Fitch Releases Updated Bank Ratings Study
The report, "Global Bank Rating Performance Study: Update 2015", complements Fitch's published Issuer Default Rating-centric transition and default studies, and examines the performance of the bank rating framework and its component ratings - the Viability Rating (VR) and its predecessor Individual Rating, as well as Support Ratings and Support Rating Floors. The end-2015 study, in conjunction with the 1990-2012 study provides data and analysis on bank failures, defaults and rating transitions over a 26-year time horizon.

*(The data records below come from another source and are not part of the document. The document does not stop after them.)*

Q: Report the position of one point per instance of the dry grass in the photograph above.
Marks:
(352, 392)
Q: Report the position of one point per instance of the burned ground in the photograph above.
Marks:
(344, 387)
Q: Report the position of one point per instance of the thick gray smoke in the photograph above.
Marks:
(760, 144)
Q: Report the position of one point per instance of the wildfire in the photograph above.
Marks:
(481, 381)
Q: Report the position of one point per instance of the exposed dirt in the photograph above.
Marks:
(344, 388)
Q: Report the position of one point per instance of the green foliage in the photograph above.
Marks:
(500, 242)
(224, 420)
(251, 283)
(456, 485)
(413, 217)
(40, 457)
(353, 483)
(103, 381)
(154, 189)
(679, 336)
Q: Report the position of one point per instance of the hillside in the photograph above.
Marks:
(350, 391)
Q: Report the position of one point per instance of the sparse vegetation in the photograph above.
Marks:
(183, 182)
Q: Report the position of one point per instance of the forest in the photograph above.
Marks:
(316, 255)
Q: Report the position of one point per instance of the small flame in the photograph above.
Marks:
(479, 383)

Bank failures have been correlated to financial crises with notable peaks through the 1990s and in the financial crisis of the late 2000s. The 2008-2009 peak represented a crisis that was truly global and, for the first time, included failures of large, highly rated banking groups. Failures in recent years were heavily weighted towards developed economies, with the eurozone crisis accounting for a significant number.

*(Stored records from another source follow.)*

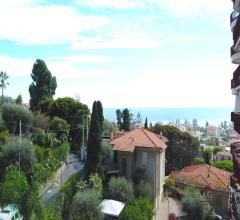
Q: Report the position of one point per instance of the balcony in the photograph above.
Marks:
(235, 118)
(233, 19)
(235, 56)
(236, 5)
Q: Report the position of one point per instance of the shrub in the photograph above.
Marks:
(199, 160)
(224, 164)
(66, 195)
(170, 182)
(45, 139)
(139, 209)
(12, 114)
(120, 189)
(85, 205)
(144, 189)
(9, 154)
(193, 204)
(60, 128)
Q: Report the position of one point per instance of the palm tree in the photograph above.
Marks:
(3, 79)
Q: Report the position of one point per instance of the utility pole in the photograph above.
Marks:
(20, 142)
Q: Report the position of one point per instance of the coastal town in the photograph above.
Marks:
(81, 134)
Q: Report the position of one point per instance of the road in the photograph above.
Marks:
(73, 166)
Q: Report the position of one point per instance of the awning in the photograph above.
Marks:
(112, 207)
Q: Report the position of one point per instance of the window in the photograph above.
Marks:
(144, 158)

From 2012 to 2015, a total of 35 Fitch-rated banks failed, representing an average one-year failure rate of 1.06%. This compares with a long-run one-year average failure rate of 1.6% over the 26 years covered by Fitch's rating performance studies.
Excluding movements to "failed" status, VR transitions to a rating more than one category from that at the start of the year were less than 1% in all 'b' and above categories. The vast majority of "failed" banks between 2012 and 2015 had "sub-investment-grade" VRs at the end of the year prior to the year of failure, and 27 of the 35 were rated in 'b' or below categories.
Bank failure rates remain between five and six times higher than bank defaults. The difference between failure and default is support. One-year bank default rates remain significantly lower than corporate default rates at 0.3% compared with 0.7%. Fitch expects to see the failure and default "gap" close as resolution regimes become more commonplace and regulators position their banking systems to become less reliant on state support.
Based on one-year cohorts over the 26 years covered by this study, defaults by banks with investment-grade equivalent Support Ratings remain extremely low with only four events, representing 0.05% of investment-grade observations.